Nevertheless, the book is a fascinating dissection of the mentality and rationale of the mid-twentieth century intellectual communist. In Rees's case, the more typical reasons impelled him to join the party: the inter-war economic crisis (especially unemployment in South Wales), a deep suspicion of what seemed to be a clapped-out English ruling class reluctant to challenge the rise of fascism, and the attraction of communism's futurity, as well as its combination of ideas and action. Burgess's motivation, as Rees sees it, was more unusual, not to say paradoxical:
It was not for love of a new Utopian world that he had become a communist; it was because he thought that capitalism was at the end of its tether and could no longer fulfill its historical mission. He felt that it had betrayed him... British capitalism...could no longer serve the interests of the British people and could no longer shoulder the burdens of Empire. His hatred of capitalism was not that of the idealist who condemns it for its sins; it was that of a disappointed and embittered Imperialist who rejects it because of its failures...
[He] had an instinctive dislike, even contempt, for other than Anglo-Saxon countries. He did not speak their languages or read their literature and he regarded their politics as childish. In this respect he combined all the prejudices of an American WASP and an English country gentleman, and was as provincial, as insular, in a sense as patriotic, as a reactionary colonel.
Burgess was an incessant, almost obsessive, reader of the great Victorian novelists - George Eliot, Dickens - and of biographies of the great Victorian statesmen - Salisbury, Gladstone. He was nostalgic for an era of greatness whilst living, as he saw it, in an era of decline, one of frivolity and cynicism. He thought Strachey was a midget set against the Victorian eminences he lampooned.
I would say this is one of the more unusual intellectual formations of the mid-twentieth century communist. But in any event it underlines how it pays to beware the idealist and utopian: there's often something quite different motivating them than that which they'd like you to believe.
I find the most insightful descriptions of communism and its attractions are to be found in personal memoirs such as this.
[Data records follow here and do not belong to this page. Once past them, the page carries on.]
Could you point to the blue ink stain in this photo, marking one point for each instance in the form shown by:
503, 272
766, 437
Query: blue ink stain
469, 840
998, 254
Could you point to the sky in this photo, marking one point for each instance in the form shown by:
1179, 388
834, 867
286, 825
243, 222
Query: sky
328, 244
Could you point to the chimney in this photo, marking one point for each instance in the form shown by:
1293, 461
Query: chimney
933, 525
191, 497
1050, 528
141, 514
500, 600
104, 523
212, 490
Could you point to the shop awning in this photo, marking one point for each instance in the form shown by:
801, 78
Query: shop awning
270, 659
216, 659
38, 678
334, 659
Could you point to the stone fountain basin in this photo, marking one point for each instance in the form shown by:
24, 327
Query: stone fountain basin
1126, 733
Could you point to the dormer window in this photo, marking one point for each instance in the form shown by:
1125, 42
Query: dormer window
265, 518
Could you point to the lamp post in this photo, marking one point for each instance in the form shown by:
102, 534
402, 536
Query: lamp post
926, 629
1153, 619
As the authors usually have a literary and intellectual background as well as a taste for the outré, they also often happen to be very good reads.
The God that Failed is the best known set of personal accounts (and the best known of these is that by Arthur Koestler). However, as a series of essays it doesn't provide the satisfaction of seeing the parabola of attraction and disillusionment in the context of the whole life. There are a few more obscure memoirs, which do this quite triumphantly. I would recommend:
The Undefeated by George Paloczi-Horvath: excellently written and something of a combined intellectual-action adventure story by a literate and aristocratic Hungarian.
Rise and Fall by Milovan Djilas: fascinating account by a swashbuckling, Montenegran soldier-intellectual who went from ultimate insider to ostracised outsider in Tito's Yugoslavia.
Children of the Revolution by Wolfgang Leonhard: another inside to outside account, Leonhard spending a good part of his childhood in exile under Stalin's terror (gripping), then being one of the Communist ruling elite inserted by the Soviet Union into post-war East Germany before defecting in 1949.
* We lived in Aberystwyth for a while when I was a child, in a damp - actually wet - farm cottage in the middle of Borth bog. My fondest memory is playing on the huge sand dunes of Ynyslas, not something which recommended itself to Rees, I suspect. A less attractive one is of my toddler brother falling off the garden wall and landing upside down in a disused toilet full of stinging nettles; apparently I ran inside shouting 'what to do? what to do?'.